A Robotic Elbow for Stroke Survivors
A robotic elbow brace that senses the intention of its user and aids movement should soon be available to help stroke survivors perform everyday tasks, such as turning off light switches. What’s more, early trials suggest the device acts as a therapeutic aid, markedly improving a patient’s ability to move even without the device.
The robotic aid “will make rehab easier and far more effective,” says Rutledge Ellis-Behnke, an MIT neuroscientist. “In addition, it will enable patients to work as much as they want for as long as they want. It enables additional rehab outside of the rehab hospital.”
Mira Sahney, president and one of the founders of Myomo, the Boston-based company that has been developing the brace, says they expect to have FDA approval, which requires certifying the safety of the device, within six weeks. Meanwhile, the robotic brace will be available for use in some New England clinics. By the end of this year or the beginning of 2007, depending on funding, the $6,000 machines should be available for general purchase and home use, she says. The company’s next steps include adapting the device for aiding movement of the wrist and hand, in addition to the elbow.
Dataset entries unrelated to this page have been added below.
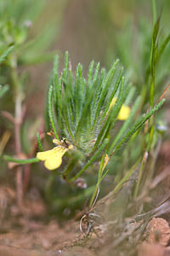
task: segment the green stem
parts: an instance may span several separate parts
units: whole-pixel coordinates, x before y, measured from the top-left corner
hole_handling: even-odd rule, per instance
[[[8,154],[5,154],[3,156],[3,159],[6,161],[17,163],[17,164],[20,164],[20,165],[33,164],[33,163],[39,162],[39,160],[36,157],[35,158],[30,158],[30,159],[18,159],[18,158],[14,158],[14,157],[11,157]]]

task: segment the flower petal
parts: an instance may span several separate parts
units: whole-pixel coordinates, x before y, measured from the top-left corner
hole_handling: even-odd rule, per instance
[[[116,97],[113,97],[110,104],[109,110],[111,108],[111,107],[115,105],[116,102]],[[119,111],[117,119],[119,120],[126,120],[128,118],[129,114],[130,114],[130,108],[122,104],[121,110]]]

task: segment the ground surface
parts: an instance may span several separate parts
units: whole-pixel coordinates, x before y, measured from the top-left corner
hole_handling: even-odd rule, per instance
[[[156,205],[170,195],[169,155],[170,143],[167,142],[162,147],[156,164],[158,177],[155,182],[159,179],[162,182],[151,195]],[[18,211],[14,198],[15,193],[11,188],[0,186],[0,256],[110,255],[105,248],[113,240],[110,237],[107,242],[107,230],[103,233],[92,230],[87,236],[80,231],[79,220],[60,222],[57,218],[47,218],[47,207],[40,197],[36,200],[34,197],[26,198],[22,213]],[[138,253],[135,251],[130,255],[170,255],[169,219],[169,214],[153,217],[144,236],[139,242]],[[132,224],[131,228],[135,225]],[[114,227],[115,224],[111,230]],[[115,255],[113,250],[111,253]]]

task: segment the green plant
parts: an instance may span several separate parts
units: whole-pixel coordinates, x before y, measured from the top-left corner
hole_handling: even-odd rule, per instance
[[[77,65],[74,76],[67,52],[60,77],[57,68],[58,58],[55,58],[54,67],[54,75],[48,93],[47,126],[48,131],[52,130],[50,135],[54,138],[54,143],[59,144],[54,148],[57,148],[56,159],[58,160],[59,154],[62,158],[60,148],[67,148],[68,155],[65,168],[61,168],[61,172],[53,172],[67,182],[74,183],[88,168],[92,168],[94,161],[101,160],[97,170],[97,184],[90,203],[92,206],[99,184],[108,172],[105,167],[110,159],[124,143],[139,132],[143,125],[162,107],[164,99],[132,125],[141,101],[140,96],[137,97],[129,117],[113,137],[112,131],[116,127],[122,104],[128,102],[135,91],[123,77],[119,61],[114,62],[108,73],[104,68],[99,70],[99,63],[95,66],[94,61],[92,61],[87,79],[82,75],[80,64]],[[116,103],[110,107],[115,97]],[[38,135],[37,143],[42,150]],[[69,145],[71,145],[71,150]],[[54,149],[44,153],[47,158],[53,154],[52,160],[54,161]],[[5,156],[5,159],[20,164],[38,161],[37,158],[22,160]],[[94,169],[96,170],[95,167]]]
[[[65,3],[60,4],[64,5]],[[2,115],[14,125],[14,150],[17,157],[25,154],[31,155],[30,152],[34,150],[28,147],[25,150],[25,146],[29,144],[28,138],[22,136],[22,128],[26,125],[23,123],[26,113],[23,103],[27,92],[26,66],[49,61],[54,56],[54,52],[49,51],[48,48],[56,36],[55,21],[58,20],[60,23],[61,18],[59,15],[56,19],[48,19],[47,26],[41,23],[38,25],[38,19],[47,7],[48,4],[43,0],[36,3],[17,0],[14,4],[11,0],[3,0],[0,3],[0,84],[3,84],[0,87],[0,96],[8,90],[8,102],[14,103],[8,108],[14,110],[14,113],[8,112],[8,106],[3,102],[1,102],[1,108]],[[3,98],[5,102],[5,97]],[[17,201],[21,208],[25,172],[20,166],[15,168]]]

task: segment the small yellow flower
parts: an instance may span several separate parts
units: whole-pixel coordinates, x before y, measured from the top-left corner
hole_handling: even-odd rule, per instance
[[[113,97],[113,99],[110,104],[109,110],[111,108],[111,107],[113,107],[115,105],[116,102],[116,97]],[[122,120],[122,121],[126,120],[128,118],[129,114],[130,114],[130,108],[128,106],[122,105],[121,108],[121,110],[118,113],[117,119],[119,120]]]
[[[53,143],[57,143],[58,146],[50,150],[38,152],[37,154],[37,158],[39,160],[44,161],[45,167],[50,171],[59,168],[62,164],[62,157],[65,153],[73,148],[73,146],[69,144],[66,139],[63,139],[61,142],[54,139]]]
The “active” brace was invented in 2003 at MIT by engineering graduate students in a group led by Woodie Flowers, MIT professor of mechanical engineering. John McBean and Kailas Narendran, also founders of Myomo, used myoelectric sensors on the skin to detect faint voltage changes in underlying muscles as users attempted to move their arms. Since the signals “from someone who is essentially paralyzed are very, very small,” Sahney says, software and electronics are needed to filter out background noise and boost the signal to direct an electric motor to bend or extend the arm. Often patients can move their arms on their own to a certain point, but no further – at this point the signal from the muscles is interrupted. To fix this problem, the engineers have written software that helps “smooth out the signal,” filling in these interruptions in signal and allowing the motor to keep moving the patient’s arm. “A lot of times they’ll have dead areas, and so we try to help them get over that area,” she says.
Physical therapists can adjust the robotic brace to provide just enough assistance to patients, so they use their own muscles as much as possible, preventing atrophy. The active involvement of the patient has another advantage: it may help promote nerve-cell growth, reestablishing connections damaged in a stroke, and helping patients move more on their own.
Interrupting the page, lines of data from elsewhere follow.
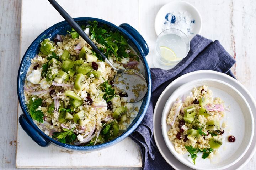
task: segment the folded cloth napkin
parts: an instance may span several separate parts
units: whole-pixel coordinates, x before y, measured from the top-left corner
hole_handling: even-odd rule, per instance
[[[235,78],[230,70],[235,61],[218,40],[214,42],[198,35],[190,41],[188,54],[169,70],[150,69],[152,86],[151,100],[148,111],[140,125],[130,135],[140,148],[143,170],[173,169],[158,149],[153,137],[153,113],[158,98],[172,81],[188,73],[208,70],[226,73]]]

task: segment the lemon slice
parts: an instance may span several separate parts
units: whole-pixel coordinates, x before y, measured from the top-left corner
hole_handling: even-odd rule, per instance
[[[160,47],[159,48],[161,56],[164,59],[168,61],[174,61],[177,60],[176,55],[171,49],[164,46]]]

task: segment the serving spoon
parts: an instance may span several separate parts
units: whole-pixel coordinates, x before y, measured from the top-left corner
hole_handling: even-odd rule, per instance
[[[48,1],[82,38],[91,46],[94,51],[101,56],[105,62],[110,66],[114,70],[117,72],[115,76],[113,84],[121,91],[124,91],[127,94],[127,102],[136,102],[142,99],[146,94],[147,90],[146,81],[143,75],[140,72],[134,69],[120,69],[115,67],[78,24],[55,0],[48,0]]]

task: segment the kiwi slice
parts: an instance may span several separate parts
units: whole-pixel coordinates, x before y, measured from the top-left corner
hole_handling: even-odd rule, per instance
[[[74,121],[74,122],[78,123],[78,121],[80,121],[82,118],[84,118],[84,113],[85,111],[82,110],[76,113],[76,114],[74,115],[73,118],[73,120]]]
[[[84,87],[86,82],[85,77],[82,74],[78,74],[75,81],[74,87],[77,90],[82,90]]]
[[[206,117],[212,115],[212,114],[211,114],[210,112],[208,111],[208,110],[206,110],[206,108],[203,106],[202,106],[200,107],[200,108],[199,109],[198,114],[199,114],[199,115],[203,115]]]
[[[87,48],[86,47],[84,47],[81,49],[79,53],[79,54],[78,55],[79,58],[84,58],[85,55],[86,53],[89,54],[90,55],[92,55],[92,51]]]
[[[194,143],[197,142],[197,139],[200,136],[198,131],[195,129],[189,129],[187,131],[187,133],[188,139]]]
[[[94,70],[92,72],[90,72],[87,74],[87,75],[90,77],[91,76],[91,74],[92,74],[94,75],[94,76],[96,78],[98,78],[100,75],[101,75],[101,72],[100,71],[95,71]]]
[[[187,117],[194,116],[196,115],[196,107],[191,106],[188,106],[184,108],[184,112]]]
[[[222,144],[222,142],[219,140],[212,138],[209,141],[209,143],[211,148],[213,149],[218,149]]]
[[[84,75],[86,75],[92,69],[92,67],[88,64],[82,64],[78,67],[76,70],[78,73],[82,73]]]
[[[60,71],[54,80],[58,83],[61,83],[62,82],[66,83],[69,79],[69,76],[68,73],[63,71]]]
[[[69,66],[69,74],[71,76],[73,76],[78,68],[81,66],[84,63],[84,61],[82,60],[78,60],[73,62],[71,63]]]
[[[123,115],[126,116],[127,111],[127,107],[126,106],[118,107],[115,109],[112,115],[116,119],[119,120]]]
[[[61,111],[59,115],[59,121],[60,123],[63,123],[68,120],[73,119],[73,116],[69,112],[64,111]]]
[[[72,60],[70,59],[67,59],[62,62],[62,70],[65,72],[68,72],[69,69],[69,66],[72,63]]]
[[[213,119],[208,121],[206,124],[206,129],[210,130],[219,130],[220,129],[219,121]]]
[[[63,61],[64,61],[68,59],[69,58],[69,52],[66,50],[65,50],[62,53],[61,59]]]
[[[40,43],[40,53],[43,56],[47,56],[51,53],[54,49],[53,42],[50,41],[49,38],[45,39]]]
[[[72,99],[69,101],[69,103],[71,106],[75,108],[82,104],[82,100],[76,100]]]
[[[64,95],[67,97],[70,97],[73,99],[81,100],[81,98],[76,94],[70,90],[67,90],[64,93]]]
[[[184,121],[185,122],[188,123],[191,123],[193,120],[194,120],[194,116],[190,116],[189,117],[187,117],[186,114],[185,114],[183,119],[184,119]]]
[[[113,134],[115,137],[118,135],[119,132],[119,125],[116,122],[114,122],[112,125],[112,130],[113,130]]]
[[[98,60],[98,57],[96,56],[93,56],[86,53],[85,54],[85,59],[87,63],[92,63],[94,61],[96,62]]]
[[[198,101],[199,101],[199,106],[204,106],[208,103],[208,100],[203,97],[201,98],[199,98]]]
In a pilot trial of the device, six stroke survivors who had shown no improvement in their ability to move for at least six months improved by an average 30 percent on one physical therapy scale of arm function. For example, often with stroke, muscles involuntary tighten, causing a patient’s arm to curl up and be difficult to extend. All of the patients were able to extend their arm to a greater degree after training with the robot. “It was beyond our dreams of what we might be able to accomplish,” Sahney says. Future studies will feature more patients and rigorous controls.
Other robotic devices for helping stroke patients are being developed and tested, including a walking assistant by Chicago PT of Evanston, IL, and a range of rehabilitative robots for exercising arms, wrists, and legs by Interactive Motion Technologies of Cambridge, MA.